Ulipristal acétate, un modulateur des récepteurs de la progestérone pour la contraception d'urgence.


Abstrait

La grossesse non désirée est un problème mondial de santé reproductive. La contraception d'urgence est définie comme l'utilisation d'un médicament ou d'un dispositif après un rapport sexuel non protégé ou sous-protégé pour prévenir une grossesse non désirée. 1,5 mg de lévonorgestrel en dose unique ou en deux prises à 12 h d'intervalle, prélevé dans les 72 heures suivant un rapport non protégé, constitue le traitement de référence en cas d'urgence. Cette méthode n'est efficace que si elle est utilisée dès que possible après les rapports sexuels et avant l'ovulation. Une dose unique de 30 mg d'ulipristal acétate, un nouveau modulateur sélectif des récepteurs de la progestérone, a récemment été proposée pour l'utilisation de la contraception d'urgence jusqu'à 120 h de rapports sexuels non protégés avec des profils d'effets secondaires similaires au lévonorgestrel. L'ulipristal acétate pourrait éventuellement prévenir la grossesse lorsqu'il est administré dans la phase folliculaire avancée, même si les taux d'hormone lutéinisante ont déjà commencé à augmenter, un moment où le lévonorgestrel n'est plus efficace pour inhiber l'ovulation.


INTRODUCTION

Malgré la disponibilité de méthodes de contraception hautement efficaces, un grand nombre de grossesses ne sont pas voulues. Aujourd'hui, le lévonorgestrel à la dose de 1,5 mg prise dans les 72 heures suivant un rapport non protégé est le schéma de contraception d'urgence le plus largement utilisé. Les méthodes actuelles de contraception d'urgence hormonale sont inefficaces pour prévenir la rupture folliculaire lorsqu'elles sont administrées en phase pré-ovulatoire avancée et ne sont efficaces que si elles sont utilisées dès que possible après les rapports sexuels et avant l'ovulation. [1,2] Ulipristal acétate, progestérone sélective modulateur du récepteur, peut être utilisé jusqu'à 5 jours (120 h) après un rapport sexuel non protégé. [2] Ulipristal acétate développé pour la contraception d'urgence a été approuvé par l'Agence européenne des médicaments en mai 2009 et par la Food and Drug Administration des États-Unis (US FDA) en août 2010. [3,4] À l'heure actuelle, il n'est pas disponible en Inde.


Etudes précliniques


Des études précliniques indiquent que l'acétate d'ulipristal se lie aux récepteurs de la progestérone et des glucocorticoïdes humains.
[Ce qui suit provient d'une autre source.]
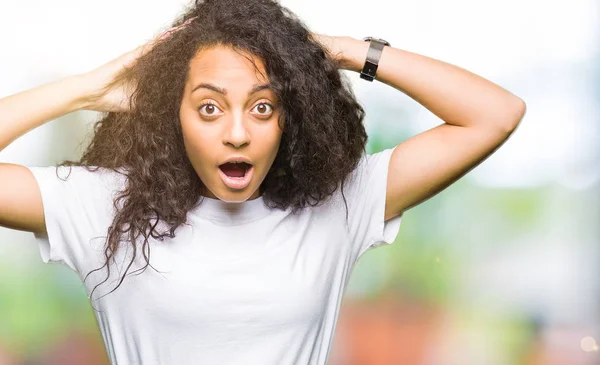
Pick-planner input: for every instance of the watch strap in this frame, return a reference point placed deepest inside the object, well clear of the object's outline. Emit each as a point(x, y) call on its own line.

Une affinité faible et négligeable a été démontrée pour les récepteurs aux androgènes, aux œstrogènes et aux minéralocorticoïdes, respectivement. L'acétate d'ulipristal a inhibé la prolifération glandulaire endométriale induite par la progestérone chez les lapins. Les activités antiovulatoires et anti-fécondantes (post-coïtales) de l'ulipristal acétate ont été étudiées chez le rat. L'aptitude de l'ulipristal acétate à interrompre les grossesses a été étudiée chez des cobayes et des singes [3].


Mécanisme d'action


On pense que le principal mode d'action de l'acétate d'ulipristal est l'inhibition ou le retard de l'ovulation. Une seule dose mid-folliculaire a été montré pour supprimer la croissance des follicules de plomb. Lorsque administré avant, ou dans certains cas, immédiatement après la poussée de l'hormone lutéinisante (LH), l'ulipristal acétate inhibe 100% des ruptures folliculaires. Même le jour du pic de LH, l'ulipristal acétate pourrait retarder l'ovulation pendant 24 à 48 heures après l'administration; contrairement au lévonorgestrel. [1] L'administration lutéale précoce de 10 à 100 mg d'ulipristal acétate entraîne également une réduction de l'épaisseur de l'endomètre, une maturation histologique retardée et des altérations des marqueurs d'implantation dépendants de la progestérone, ce qui peut inhiber l'implantation en rendant l'utérus moins réceptif au trophoblaste. ]


Pharmacocinétique


Après administration orale d'une dose unique de 30 mg, l'ulipristal acétate est rapidement absorbé, avec une concentration plasmatique maximale de 176 ± 89 ng / ml survenant environ 0,5-3 h après l'ingestion, selon que le médicament est pris à jeun ou après un repas. Les doses d'acétate d'ulipristal non micronisé à 1, 10 et 50 mg présentent des augmentations proportionnelles des pics sériques, mais les taux sériques de 100 et 200 mg ne sont pas proportionnels à la dose, suggérant une saturation des sites porteurs [6]. Un niveau élevé de liaison (> 98%) se produit aux protéines plasmatiques. Le composé est largement métabolisé par le CYP3A4 dans le foie et les principaux métabolites formés sont les dérivés mono- et di-déméthylés, dont le premier, le 3877A, est pharmacologiquement actif. La demi-vie terminale dans le plasma est de 32,4 ± 6,3 h (données au dossier). [7]


Effets indésirables


Les effets indésirables généralement associés à l'acétate d'ulipristal tels qu'ils ressortent des études comparatives de phase II et III sont principalement légers ou modérés, de courte durée, spontanément résolus et similaires avec l'acétate d'ulipristal et le lévonorgestrel. [3] Les événements indésirables les plus fréquemment observés comprennent les maux de tête, les nausées, les douleurs abdominales, les douleurs abdominales hautes, la dysménorrhée, les étourdissements et les maux de dos [2].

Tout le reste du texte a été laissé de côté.